Spice gone sour

July 3rd, 2009 Section: Features

Pradeep goal celebration Once in demand, football talents from south find few takers….


The rapid decline of football down south has one telling indicator – the All India Football Federation’s player transfer list for 2009-10 season. No more proof is needed. While the rest of the country is a lot more active, the once-popular southern centres are starved of it. That this has led to a general drop in standards all over comes as no surprise.

Players made a beeline for Calcutta clubs before the inception of the National Football League in 1996-97. A few years into it, players from clubs in the south were in demand and most of the top clubs signed on someone or the other.

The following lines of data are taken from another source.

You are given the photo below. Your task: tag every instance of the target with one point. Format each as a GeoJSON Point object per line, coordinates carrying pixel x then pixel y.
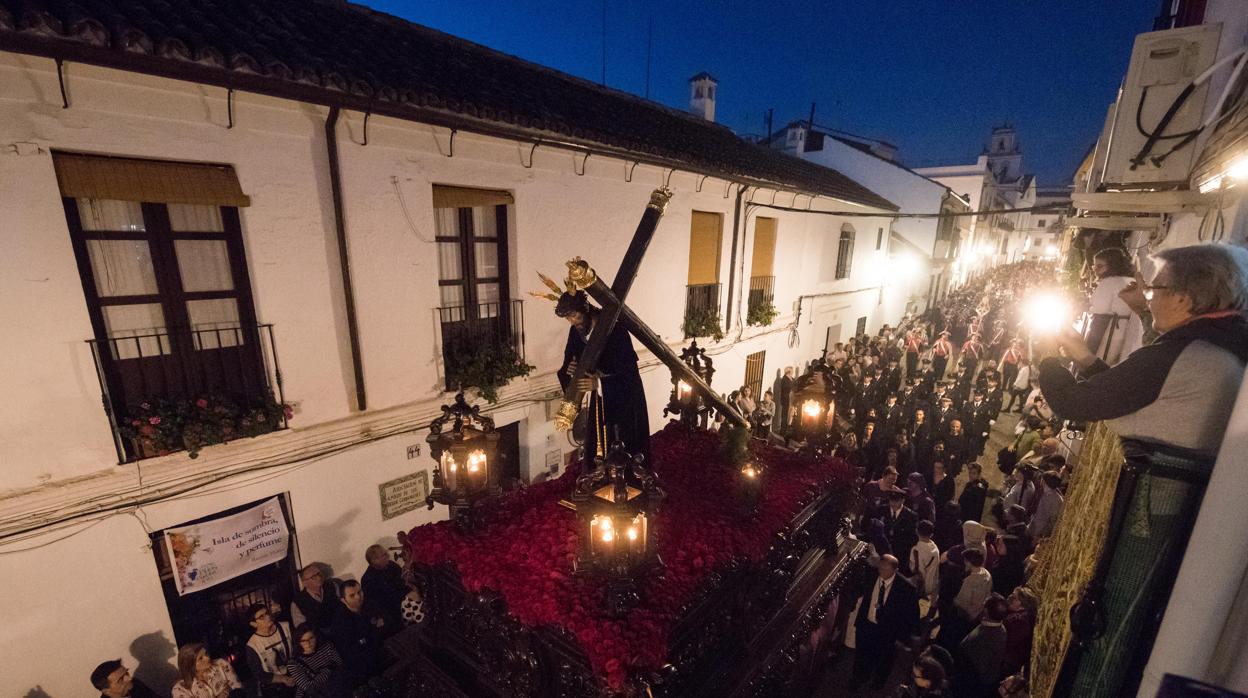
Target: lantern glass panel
{"type": "Point", "coordinates": [449, 471]}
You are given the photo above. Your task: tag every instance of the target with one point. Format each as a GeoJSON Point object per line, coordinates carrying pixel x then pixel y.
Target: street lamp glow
{"type": "Point", "coordinates": [909, 267]}
{"type": "Point", "coordinates": [1047, 312]}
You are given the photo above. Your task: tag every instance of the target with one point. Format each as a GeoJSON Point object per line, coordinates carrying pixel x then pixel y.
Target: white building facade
{"type": "Point", "coordinates": [361, 361]}
{"type": "Point", "coordinates": [922, 250]}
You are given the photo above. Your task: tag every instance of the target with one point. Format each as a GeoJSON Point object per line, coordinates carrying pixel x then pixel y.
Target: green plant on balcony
{"type": "Point", "coordinates": [486, 366]}
{"type": "Point", "coordinates": [703, 322]}
{"type": "Point", "coordinates": [161, 426]}
{"type": "Point", "coordinates": [761, 312]}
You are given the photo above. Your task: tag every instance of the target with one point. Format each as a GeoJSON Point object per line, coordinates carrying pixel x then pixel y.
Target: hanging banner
{"type": "Point", "coordinates": [211, 552]}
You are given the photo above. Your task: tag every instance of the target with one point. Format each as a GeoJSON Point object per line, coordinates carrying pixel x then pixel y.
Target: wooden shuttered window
{"type": "Point", "coordinates": [764, 247]}
{"type": "Point", "coordinates": [130, 179]}
{"type": "Point", "coordinates": [705, 239]}
{"type": "Point", "coordinates": [466, 197]}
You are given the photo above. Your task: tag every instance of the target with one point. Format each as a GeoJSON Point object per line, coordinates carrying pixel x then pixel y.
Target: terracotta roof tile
{"type": "Point", "coordinates": [350, 55]}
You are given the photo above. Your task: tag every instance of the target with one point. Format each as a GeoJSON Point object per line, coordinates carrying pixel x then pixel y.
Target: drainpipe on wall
{"type": "Point", "coordinates": [731, 260]}
{"type": "Point", "coordinates": [340, 222]}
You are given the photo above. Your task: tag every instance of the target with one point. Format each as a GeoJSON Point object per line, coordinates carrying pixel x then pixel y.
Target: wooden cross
{"type": "Point", "coordinates": [612, 301]}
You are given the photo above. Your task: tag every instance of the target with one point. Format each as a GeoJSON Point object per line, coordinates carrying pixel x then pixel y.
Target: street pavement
{"type": "Point", "coordinates": [836, 673]}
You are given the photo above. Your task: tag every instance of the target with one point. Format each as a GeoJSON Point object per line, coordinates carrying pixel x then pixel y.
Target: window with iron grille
{"type": "Point", "coordinates": [754, 365]}
{"type": "Point", "coordinates": [160, 254]}
{"type": "Point", "coordinates": [845, 254]}
{"type": "Point", "coordinates": [477, 315]}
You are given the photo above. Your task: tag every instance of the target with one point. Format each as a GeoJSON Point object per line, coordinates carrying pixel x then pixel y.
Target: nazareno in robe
{"type": "Point", "coordinates": [622, 402]}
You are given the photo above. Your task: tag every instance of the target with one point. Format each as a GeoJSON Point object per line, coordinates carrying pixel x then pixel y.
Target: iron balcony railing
{"type": "Point", "coordinates": [230, 362]}
{"type": "Point", "coordinates": [763, 290]}
{"type": "Point", "coordinates": [491, 331]}
{"type": "Point", "coordinates": [702, 310]}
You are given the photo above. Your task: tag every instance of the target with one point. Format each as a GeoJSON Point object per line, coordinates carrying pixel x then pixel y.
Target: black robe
{"type": "Point", "coordinates": [623, 397]}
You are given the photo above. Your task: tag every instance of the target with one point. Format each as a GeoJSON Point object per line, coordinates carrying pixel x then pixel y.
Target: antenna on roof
{"type": "Point", "coordinates": [649, 45]}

Karnataka, chiefly Bangalore, had been the biggest contributor to the national talent pool. Kerala came next. Tamil Nadu popped up a Sabir Pasha or a Raman Vijayan occasionally as did Andhra Pradesh. But with public sector undertakings like Indian Telephone Industries, Bharat Electronics, Bharat Earth Movers, defence establishments like the hugely popular Controllerate of Inspection Electronics and the Electronics and Radar Development Establishment no t recruiting footballers and with no private enterprise to fall back upon, talented footballers are very few.

Ever since Kerala Police, Titanium and State Bank of Travancore too suffering similarly, Kerala’s feeder lines too have dried up. Teams like Indian Bank, State Bank of India, Integral Coach Factory, Southern Railways have also met with the same fate. So too Hyderabad Police, State Bank of Hyderabad and SBI in Hyderabad.

The best of footballing talent in the country emerged from the south. The worthies contributed significantly to the success of clubs in Calcutta and also the Bengal team in Santosh Trophy. That Bengal has never won the Santosh Trophy this decade after the introduction of the domicile rule where players come back and play for their states is the most telling commentary on the state affairs in the game.

While clubs have opened up their purse strings and largely depend on foreign talent for their success, their refusal or inability to invest in junior and youth programmes ha left talent to simply drain away or seek alternate pursuits. And there are plenty today.

The AIFF has appointed Tamil Nadu’s senior soccer administrator CR Vishwanath to end politics in Andhra and bring the actions together to pave the way for the game’s growth. “Yes, I will do my best. Apart from talking to the people concerned and seeking their cooperation, I first want to start soccer activity there. More so at the junior levels,” said CRV, as he is known, in a chat with Express.

The AIFF must replicate these efforts in all states in the south. A CRV is needed everywhere, if not for patch-up, surely for a start-up. Only then can transfer applications increase in number.

Once, Bangalore was leading in exporting talent to other cities. But now, HAL, the only active club at the national level, tries to rope in players from the North-east. Nothing wrong, but that shows that the North-east has a surplus and not the south.